What are some of the main reasons for domestic violence around the world?
- Domestic violence is more prominent in areas where education is limited
- This issue tends to have a history, those who are exposed at a young age may continue the behaviour or land up in a violent relationship.
- Unhealthy consumption of alcohol and use of drugs
- Cultures, Religions and attitudes that accept or overlook domestic violence
- Communities, where men are given high status and women, a low status (seen as more of a possession)
- Where women have little to no access to gainful employment
- No laws or weak legal systems for domestic violence
One of the major reasons for domestic violence is inequality, in many areas violence against women is acceptable behaviour. What people don’t realise is the effect it has on a country’s ability to develop and grow.
Domestic violence costs governments a lot of money in connection with:
- Police and other Justice System services
- Health services
- Lost revenue due to an absence from work
This whole situation doesn’t just affect a few people, it spreads and touches communities, and not only of the present but future generations as well. Domestic violence is a deep-rooted problem, affecting women’s health and overall wellbeing, all over the world. Governments should be working on solutions to protect women’s human rights and ensuring access to basic freedoms.
No matter where you are in the world, whether it is a first world country or a poor African village, domestic violence remains a big problem. But despite the overwhelming statistics available, there seems to be a major lack of response to the situation. In some countries, there are a shocking amount of murders, all related to domestic violence. For this to stop, proper legislation needs to be implemented and enforced.
“No country can ever truly flourish if it stifles the potential of its women and deprives itself of the contributions of half of its citizens.” Michelle Obama
Even though many countries have laws in place, they still experience problems, but what about areas around the world that have no specific laws. In countries where women have low socio-economic status, these women depend on their partner for financial support and are often abused. It is normal for a man to ‘discipline’ their wives if they step out of line or do something that displeases them. Most of these women have no other choice but to remain silent and bare the consequences.
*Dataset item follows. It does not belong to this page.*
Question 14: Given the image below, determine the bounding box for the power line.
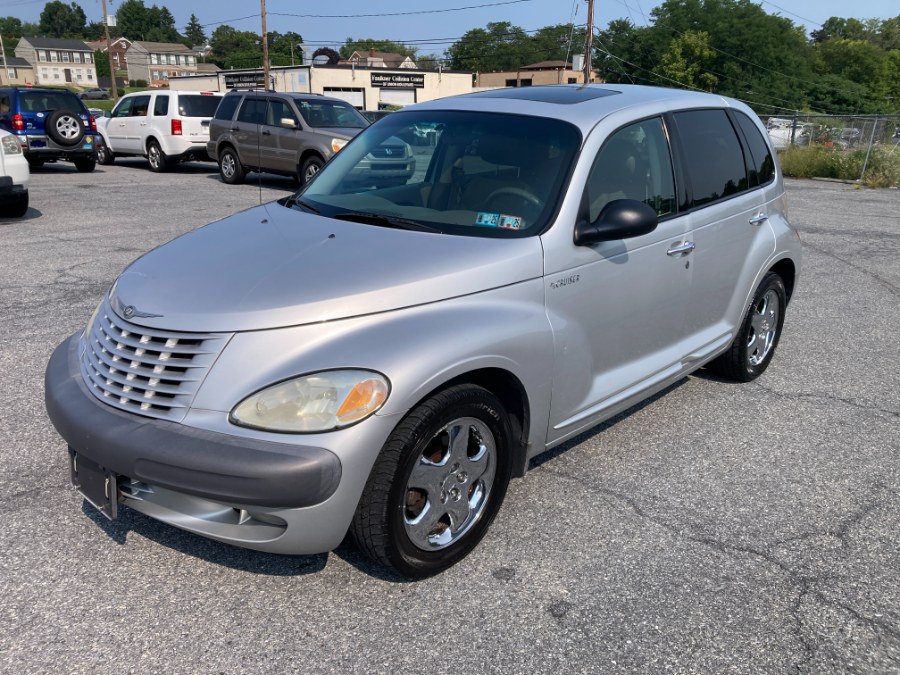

Even if a woman reports abuse, in some areas, the police will not investigate, as they see it as an internal family matter.
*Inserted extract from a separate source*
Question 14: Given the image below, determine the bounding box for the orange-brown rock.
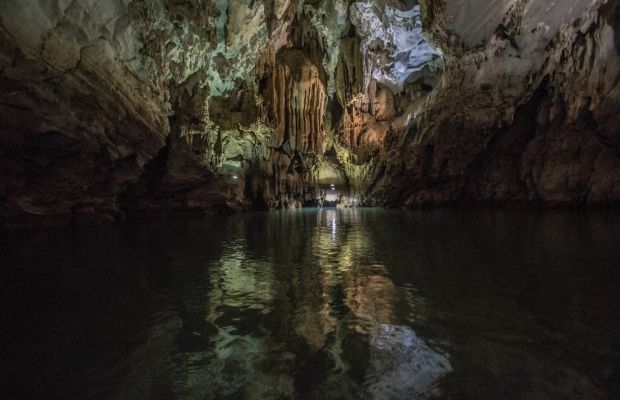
[340,79,398,154]
[335,36,364,106]
[261,49,328,155]
[369,81,396,121]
Over the years, there has been some movement towards addressing domestic violence. For example, in Saudi Arabia not too long ago, laws have been established that prohibits domestic violence. In many other areas, this is the biggest issue, implementing these laws and providing access to shelters and protection. Some countries have no laws against Domestic abuse, leaving their victims to suffer and endure their hardships. In some of these countries, women are exposed to violence for simple things, like burning their husband’s food. This situation is made worse, as the women feel that the punishment given, is justified.
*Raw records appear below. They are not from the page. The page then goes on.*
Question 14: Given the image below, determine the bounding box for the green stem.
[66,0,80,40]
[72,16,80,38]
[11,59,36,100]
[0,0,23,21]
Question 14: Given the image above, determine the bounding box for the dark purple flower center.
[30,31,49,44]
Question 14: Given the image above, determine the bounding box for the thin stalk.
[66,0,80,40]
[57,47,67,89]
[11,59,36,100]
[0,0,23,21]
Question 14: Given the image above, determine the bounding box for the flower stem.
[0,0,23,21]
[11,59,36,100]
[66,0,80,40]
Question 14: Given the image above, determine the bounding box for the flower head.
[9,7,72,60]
“Women’s empowerment is intertwined with respect for human rights.” Mahnaz Alkhami
Creating awareness of domestic violence has improved over the years, but the shame attached to the issue is something that is still difficult to overcome. How many cases of domestic violence go unreported, due to shame and fear? Having laws in place is a good step but in order to increasingly tackle the issue, these laws need to be actively promoted as well as executed. To truly have an effect, there has to be transformation, a change in the attitudes as well as beliefs of women’s roles in society. Women need to be able to stand together and assert their basic human rights.